REPUBLIKA.CO.ID, JAKARTA -- Keberadaan muhrim menjadi salah satu penentu bagi Muslimah dalam menjalin hubungan dan menampakkan auratnya. Haya binti Mubarok al-Barik dalam Ensiklopedi Wanita Muslimah, muhrim ini juga berebeda-beda satu sama lainnya, didasarkan pada hubungan pribadi secara manusia perempuan dengan muhrimnya itu.
Dalam Kamus Besar Bahasa Indonesia, muhrim mempunyai beberapa arti. Muhrim dapat berarti orang yang masih ada hubungan dekat keluarga sehingga terlarang menikah dengannya. Makna lainnya, orang yang sedang mengerjakan ihram dan laki-laki yang dianggap dapat menjaga dan melindungi perempuan yang berhaji dan atau berumrah.
Lalu, siapakah yang menjadi muhrim perempuan? Ibrahim Muhammad al-Jamal melalui bukunya, Fikih Wanita menjelaskan siapa saja yang merupakan muhrim itu.

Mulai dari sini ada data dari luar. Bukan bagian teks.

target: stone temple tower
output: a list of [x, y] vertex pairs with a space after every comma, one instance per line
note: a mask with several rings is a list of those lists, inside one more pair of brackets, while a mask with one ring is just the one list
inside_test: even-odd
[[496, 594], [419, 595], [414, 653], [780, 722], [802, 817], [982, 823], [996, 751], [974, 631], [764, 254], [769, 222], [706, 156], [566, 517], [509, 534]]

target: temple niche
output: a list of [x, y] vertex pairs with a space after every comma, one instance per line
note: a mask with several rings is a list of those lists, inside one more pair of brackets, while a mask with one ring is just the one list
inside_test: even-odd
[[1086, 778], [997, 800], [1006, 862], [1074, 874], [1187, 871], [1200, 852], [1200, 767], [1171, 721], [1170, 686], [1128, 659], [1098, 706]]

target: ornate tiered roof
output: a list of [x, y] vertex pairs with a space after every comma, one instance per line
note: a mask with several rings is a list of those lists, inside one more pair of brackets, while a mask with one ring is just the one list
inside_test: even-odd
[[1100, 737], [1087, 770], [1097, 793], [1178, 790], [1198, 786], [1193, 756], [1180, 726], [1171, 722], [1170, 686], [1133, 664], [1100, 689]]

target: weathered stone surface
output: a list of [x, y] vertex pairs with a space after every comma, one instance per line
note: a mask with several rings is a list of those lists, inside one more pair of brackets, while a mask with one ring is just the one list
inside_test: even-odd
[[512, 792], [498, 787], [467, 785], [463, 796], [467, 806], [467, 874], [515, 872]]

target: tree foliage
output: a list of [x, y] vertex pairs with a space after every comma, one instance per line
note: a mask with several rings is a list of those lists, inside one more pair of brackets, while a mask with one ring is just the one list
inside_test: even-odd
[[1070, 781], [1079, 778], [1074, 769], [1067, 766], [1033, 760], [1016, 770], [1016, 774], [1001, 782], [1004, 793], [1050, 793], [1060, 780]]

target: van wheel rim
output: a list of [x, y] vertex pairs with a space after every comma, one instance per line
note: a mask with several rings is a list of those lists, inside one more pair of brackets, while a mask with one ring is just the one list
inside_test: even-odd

Ia menguraikannya melalui surah an-Nur ayat 31.
Ayat tersebut menyebutkan, janganlah perempuan menampakkan perhiasannya, kecuali kepada suami mereka, ayah mereka, ayah suami mereka, putra-putra mereka dan putra suaminya, dan saudara mereka atau putra saudara laki-laki mereka. Juga putra-putra saudara perempuan mereka atau perempuan Islam.
Selain itu, budak-budak yang mereka miliki atau pelayan laki-laki yang tidak mempunyai keinginan terhadap perempuan atau anak-anak yang belum mengerti tentang aurat perempuan. Menurut al-Jamal, suami merupakan muhrim. Suami boleh melihat apa saja dari istrinya. Muhrim lainnya adalah ayah.